I am a child and adolescent psychiatrist who has been in practice for 34 years. Over the years I have been involved in many projects and issues nationally and regionally. At this stage in my career, I want to move away from full time care of patients and devote part of my time training and assisting others who work under more severe restrictions of time and training while attempting to treat children with mental health and behavioral problems.
I grew up in an academic family. My father was a very well know research veterinarian. I spent my first year in school in a small town in Holland where my father worked restoring Dutch cattle and swine herds. All of us were expected to do well and we enjoyed the approval of our parents when we did. Math and science were my forte. I started college with the idea of becoming an academic researcher like my father, an idea that stayed with me even after entering medical school. Along the way, I became enchanted with child psychiatry and have never looked back.

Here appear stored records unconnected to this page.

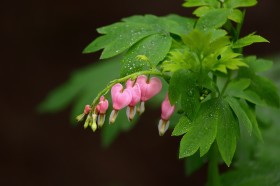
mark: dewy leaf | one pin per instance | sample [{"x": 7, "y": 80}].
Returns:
[
  {"x": 178, "y": 25},
  {"x": 252, "y": 116},
  {"x": 121, "y": 36},
  {"x": 239, "y": 3},
  {"x": 213, "y": 19},
  {"x": 182, "y": 126},
  {"x": 201, "y": 11},
  {"x": 227, "y": 132},
  {"x": 182, "y": 85},
  {"x": 118, "y": 38},
  {"x": 240, "y": 113},
  {"x": 178, "y": 84},
  {"x": 258, "y": 65},
  {"x": 237, "y": 86},
  {"x": 248, "y": 40},
  {"x": 154, "y": 47},
  {"x": 203, "y": 131},
  {"x": 236, "y": 15},
  {"x": 194, "y": 3}
]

After completeing my child psychiatry training at UW, I opened a private practice nearby. It seemed odd to me that there was no state organization for child psychiatrists, even though there were a substantial number. I called several of those whom I considered community leaders to discuss this with them and out of those discussions arose the Washington State Council of Child (now including "and Adolescent") Psychiatry. That began a long involvement with medical organizations. Eventually I became quite involved with the American Academy of Child and Adolescent Psychiatry, taking on a sequence of leadership roles. I was nominated for President Elect in 2001 but lost in a close election. Although I have continued to be active at the national level, I have become concerned about the increasing prevalence of serious psychiatric and developmental problems in children and the dearth of well trained professionals to treat these children. Because primary care physicians and nurse practitioners are now assessing and treating roughtly 75% of the mental health problems in children coming to medical attention, I spent several years developing a state-wide training and support service for PCPs which, although initially funded by the State, fell victim to "The Great Recession."
I have been married for forty years and have two adult children and one grandson. Although I have many outside interests, performing music is taking up an increasing amount of time. I play tenor trombone with the Sound Brass Quintet and the Rain City Symphony. I recently had my first, and perhaps last, opportunity to perform a concerto with a full orchestra.